The cast are pretty strong overall, with Joseph Fiennes’ Merlin a particular highlight. A much more Machiavellian schemer than the spell-casting mentor he is normally portrayed as, this Merlin, who refuses to use magic, planned everything from the start, even down to arranging the conception of Arthur, in an attempt to unite the whole of Britain.
Other cast highlights include former Bond girl Eva Green’s portrayal of the evil Morgan – all heavy eye make-up, menacing looks and cryptic dialogue – and Peter Mooney’s likeable and dependable portrayal of Kay, Arthur’s elder brother. The weakest link, sadly, is Tamsin Egerton’s Guinevere, who frequently struggles to carry the more dramatic scenes that she is required to handle.
The season kicks off with an engaging pilot, followed by a strong second episode, detailing Arthur’s rise to his coronation.
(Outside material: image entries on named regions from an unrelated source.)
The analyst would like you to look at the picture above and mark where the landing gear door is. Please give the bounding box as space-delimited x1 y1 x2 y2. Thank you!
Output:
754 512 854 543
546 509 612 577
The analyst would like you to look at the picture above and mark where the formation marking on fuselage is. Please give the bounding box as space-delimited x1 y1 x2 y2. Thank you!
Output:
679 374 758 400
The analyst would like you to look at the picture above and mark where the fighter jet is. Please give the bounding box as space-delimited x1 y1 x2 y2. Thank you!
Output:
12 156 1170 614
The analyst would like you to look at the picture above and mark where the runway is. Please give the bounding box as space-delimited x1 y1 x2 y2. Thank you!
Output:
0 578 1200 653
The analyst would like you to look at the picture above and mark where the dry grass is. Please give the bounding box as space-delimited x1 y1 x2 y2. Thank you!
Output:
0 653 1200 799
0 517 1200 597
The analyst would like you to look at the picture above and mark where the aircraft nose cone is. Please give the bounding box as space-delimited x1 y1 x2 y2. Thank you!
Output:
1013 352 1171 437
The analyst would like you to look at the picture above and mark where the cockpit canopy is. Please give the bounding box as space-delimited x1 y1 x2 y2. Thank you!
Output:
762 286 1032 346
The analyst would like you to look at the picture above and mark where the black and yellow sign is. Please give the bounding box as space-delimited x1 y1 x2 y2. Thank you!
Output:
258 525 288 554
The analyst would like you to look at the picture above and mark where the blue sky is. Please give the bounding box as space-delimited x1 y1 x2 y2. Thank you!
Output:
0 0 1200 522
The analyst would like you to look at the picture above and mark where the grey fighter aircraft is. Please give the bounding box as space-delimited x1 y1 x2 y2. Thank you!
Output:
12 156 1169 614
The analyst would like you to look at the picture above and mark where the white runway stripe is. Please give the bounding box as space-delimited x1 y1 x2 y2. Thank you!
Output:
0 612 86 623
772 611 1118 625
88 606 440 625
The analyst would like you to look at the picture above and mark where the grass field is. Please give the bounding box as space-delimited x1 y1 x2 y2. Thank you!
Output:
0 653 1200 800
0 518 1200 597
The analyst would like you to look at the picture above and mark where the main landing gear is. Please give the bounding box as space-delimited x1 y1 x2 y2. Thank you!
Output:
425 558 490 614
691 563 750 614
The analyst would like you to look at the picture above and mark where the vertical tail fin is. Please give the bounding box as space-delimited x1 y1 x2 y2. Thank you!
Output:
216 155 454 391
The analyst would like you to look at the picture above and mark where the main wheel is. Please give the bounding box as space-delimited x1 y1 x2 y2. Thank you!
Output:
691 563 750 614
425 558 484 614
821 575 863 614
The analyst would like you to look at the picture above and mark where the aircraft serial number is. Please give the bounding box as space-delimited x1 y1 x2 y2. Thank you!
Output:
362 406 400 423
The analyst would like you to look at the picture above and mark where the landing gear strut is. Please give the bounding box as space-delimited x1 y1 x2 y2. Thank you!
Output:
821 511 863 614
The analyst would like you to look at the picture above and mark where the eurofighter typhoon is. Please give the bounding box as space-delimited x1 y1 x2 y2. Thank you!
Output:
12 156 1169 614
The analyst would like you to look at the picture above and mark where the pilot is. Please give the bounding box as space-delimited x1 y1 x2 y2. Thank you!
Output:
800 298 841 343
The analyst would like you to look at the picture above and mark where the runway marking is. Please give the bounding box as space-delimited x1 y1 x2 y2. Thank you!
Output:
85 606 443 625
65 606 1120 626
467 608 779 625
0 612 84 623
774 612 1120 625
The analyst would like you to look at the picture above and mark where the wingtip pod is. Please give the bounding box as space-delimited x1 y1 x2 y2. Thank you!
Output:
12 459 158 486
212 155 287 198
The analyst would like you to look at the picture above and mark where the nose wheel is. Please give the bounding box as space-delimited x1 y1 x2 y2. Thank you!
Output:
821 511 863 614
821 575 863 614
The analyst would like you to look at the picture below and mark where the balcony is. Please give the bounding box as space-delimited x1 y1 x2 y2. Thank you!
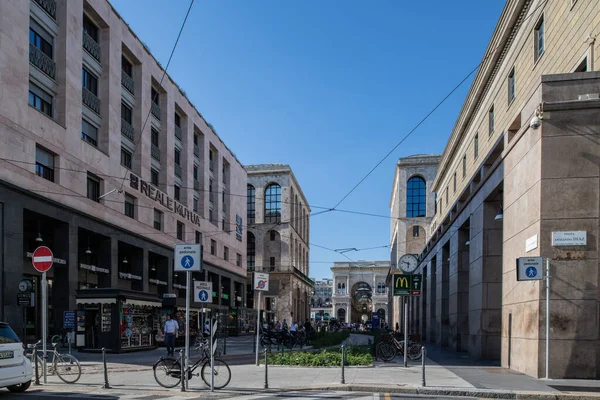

Unfortunately, the weakest subplot of the show, which involves the adulterous Guinevere, grows in importance from then on, until it concludes at the end of the season in all too predictable fashion.
Other than that, Camelot builds in strength as it continues, with Jamie Campbell Bower (Sweeney Todd) developing into the role of Arthur with confidence. As the season ends with a brilliant (yet frankly bonkers) season finale, filled with unexpected twists and turns, and a cliffhanger, it’s hard not to be frustrated at the show’s recent cancellation.
Camelot was created and overseen by Chris Chibnall, who also ran Torchwood’s first two seasons, and tonally there is a certain similarity between the two shows, despite the very different settings. It’s a series that is occasionally brilliant and always watchable, but you can’t quite shake the nagging feeling that it could be better than it is.
Regardless of the occasionally clunky dialogue and the often two-dimensional supporting characters, if you like your historical drama entertaining and packed with swords, sorcery and a healthy dash of off-the-wall lunacy, then Camelot is well worth a look.
Released on DVD on Monday 1st August 2011 by Entertainment One.